Наталья Леонидовна была ярким представителем этих. Нынешнюю власть она ненавидела, хотя, конечно, ту жизнь, что была до мятежа Ровшица, Наталья помнить не могла — это же было почти семьдесят лет назад, но… если хорошенько подумать, разве это срок, семьдесят лет. Родители-то её наверняка родились ещё в ту эпоху и пусть и были детьми на момент переворота, но всё равно что-то помнили. И, конечно, рассказывали. Они все, кто помнил, рассказывали. Даже его собственный тесть, которому было четыре года, когда к власти пришёл Ровшиц и люди, подобные Савельеву, и тот, старый мудак, пока не помер, всё вещал про ту жизнь, которую «мы потеряли». Кравец хмыкнул. Ну кто-то, может, и потерял, а кто-то и приобрёл.

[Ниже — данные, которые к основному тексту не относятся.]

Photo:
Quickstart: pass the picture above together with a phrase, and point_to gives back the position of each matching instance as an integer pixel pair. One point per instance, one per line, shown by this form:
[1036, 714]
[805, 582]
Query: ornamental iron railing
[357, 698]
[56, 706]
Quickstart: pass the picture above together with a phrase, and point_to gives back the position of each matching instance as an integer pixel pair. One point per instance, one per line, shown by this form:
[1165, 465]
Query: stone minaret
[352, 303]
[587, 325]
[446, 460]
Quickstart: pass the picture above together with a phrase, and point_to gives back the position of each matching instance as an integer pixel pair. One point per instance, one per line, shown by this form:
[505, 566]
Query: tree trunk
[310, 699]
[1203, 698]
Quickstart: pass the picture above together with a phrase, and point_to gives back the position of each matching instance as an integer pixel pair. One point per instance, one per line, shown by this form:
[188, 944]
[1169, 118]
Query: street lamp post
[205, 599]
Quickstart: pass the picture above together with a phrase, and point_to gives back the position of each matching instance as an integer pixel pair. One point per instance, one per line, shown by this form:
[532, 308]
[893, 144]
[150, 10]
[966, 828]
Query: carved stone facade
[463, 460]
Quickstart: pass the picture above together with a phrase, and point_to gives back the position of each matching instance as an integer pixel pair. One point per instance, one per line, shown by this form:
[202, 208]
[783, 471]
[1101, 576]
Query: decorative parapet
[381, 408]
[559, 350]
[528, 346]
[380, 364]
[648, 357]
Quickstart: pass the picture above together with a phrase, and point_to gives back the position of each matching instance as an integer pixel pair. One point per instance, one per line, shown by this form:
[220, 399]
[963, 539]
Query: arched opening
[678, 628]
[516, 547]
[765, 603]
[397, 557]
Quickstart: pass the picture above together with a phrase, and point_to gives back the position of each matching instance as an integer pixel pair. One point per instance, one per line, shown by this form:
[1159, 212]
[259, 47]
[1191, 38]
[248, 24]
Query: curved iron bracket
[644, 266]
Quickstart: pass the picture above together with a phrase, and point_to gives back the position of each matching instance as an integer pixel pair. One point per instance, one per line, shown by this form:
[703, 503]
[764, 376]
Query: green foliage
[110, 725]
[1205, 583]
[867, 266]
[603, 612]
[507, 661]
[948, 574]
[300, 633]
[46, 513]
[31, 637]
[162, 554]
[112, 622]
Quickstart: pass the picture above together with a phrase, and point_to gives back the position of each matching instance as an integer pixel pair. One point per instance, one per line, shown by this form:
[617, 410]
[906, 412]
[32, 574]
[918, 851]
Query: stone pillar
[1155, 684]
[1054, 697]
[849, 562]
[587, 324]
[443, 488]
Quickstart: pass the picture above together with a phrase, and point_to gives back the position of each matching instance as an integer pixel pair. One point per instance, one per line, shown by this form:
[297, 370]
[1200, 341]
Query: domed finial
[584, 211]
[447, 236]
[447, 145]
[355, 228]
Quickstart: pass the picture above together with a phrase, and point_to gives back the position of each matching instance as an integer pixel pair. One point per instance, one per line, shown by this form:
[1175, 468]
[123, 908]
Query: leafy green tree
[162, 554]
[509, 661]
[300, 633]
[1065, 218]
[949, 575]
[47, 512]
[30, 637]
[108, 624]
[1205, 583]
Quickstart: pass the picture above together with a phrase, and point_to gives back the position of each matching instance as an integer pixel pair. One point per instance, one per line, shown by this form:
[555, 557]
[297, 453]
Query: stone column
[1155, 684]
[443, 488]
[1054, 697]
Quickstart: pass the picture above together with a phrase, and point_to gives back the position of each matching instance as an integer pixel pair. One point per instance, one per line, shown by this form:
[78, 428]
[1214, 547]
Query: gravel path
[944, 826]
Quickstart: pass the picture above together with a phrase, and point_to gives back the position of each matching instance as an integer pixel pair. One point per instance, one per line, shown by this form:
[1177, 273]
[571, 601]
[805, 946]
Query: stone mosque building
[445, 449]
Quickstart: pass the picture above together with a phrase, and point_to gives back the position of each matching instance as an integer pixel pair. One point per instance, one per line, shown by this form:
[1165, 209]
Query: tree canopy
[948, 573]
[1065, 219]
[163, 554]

Не всё людям типа Рябининой быть на коне.
Кравец остановился.
Всё равно, что-то было не так именно там, в гостиной Рябининых. И это не Юрина реакция, она-то как раз была предсказуемой, это что-то другое. Он ещё раз постарался в деталях припомнить всё, что было у Рябининых, откуда он вышел каких-то пару минут назад, оставив Юрия в одиночестве допивать свой драгоценный коньяк.
Что? Что, не так?
Додумать Антон не успел — на него налетела внезапно вырулившая из-за поворота девушка.
— Извините, — девчонка подняла голову, и Антон узнал горничную Рябининых, как её? Лена, кажется.
Хорошенькая, вроде и худышка, но грудь пышная, сдобная, да и сама вся — свежая и наливная, как спелое яблочко, и совсем юная: такие были как раз во вкусе Антона. Ещё не женщина, но уже и не девочка, с тем особенным запахом, какой бывает только у девушек, едва миновавших стадию угловатых и прыщавых подростков, но ещё не ставших женщинами в полной мере — эдакий набухший бутон, упругий, готовый вот-вот раскрыться. То, что нужно, чтобы как-то раскрасить его личную жизнь. А личная жизнь у Антона была вялая.
Женщина, на которой он женился, привлекала его исключительно, как одна из ступенек, по которой Антон в своё время вскарабкался чуть выше по общественной лестнице, закрепившись на нужном месте. Что до секса… к жене его не влекло даже в первые годы после женитьбы, хотя — видит бог — он старался, даже сумел заделать сына, который, увы, пошёл лицом и повадками в мать, такой же вялый, ко всему безучастный худенький мальчик с некрасивым болезненным лицом. Так что в плане удовольствий добирать приходилось на стороне.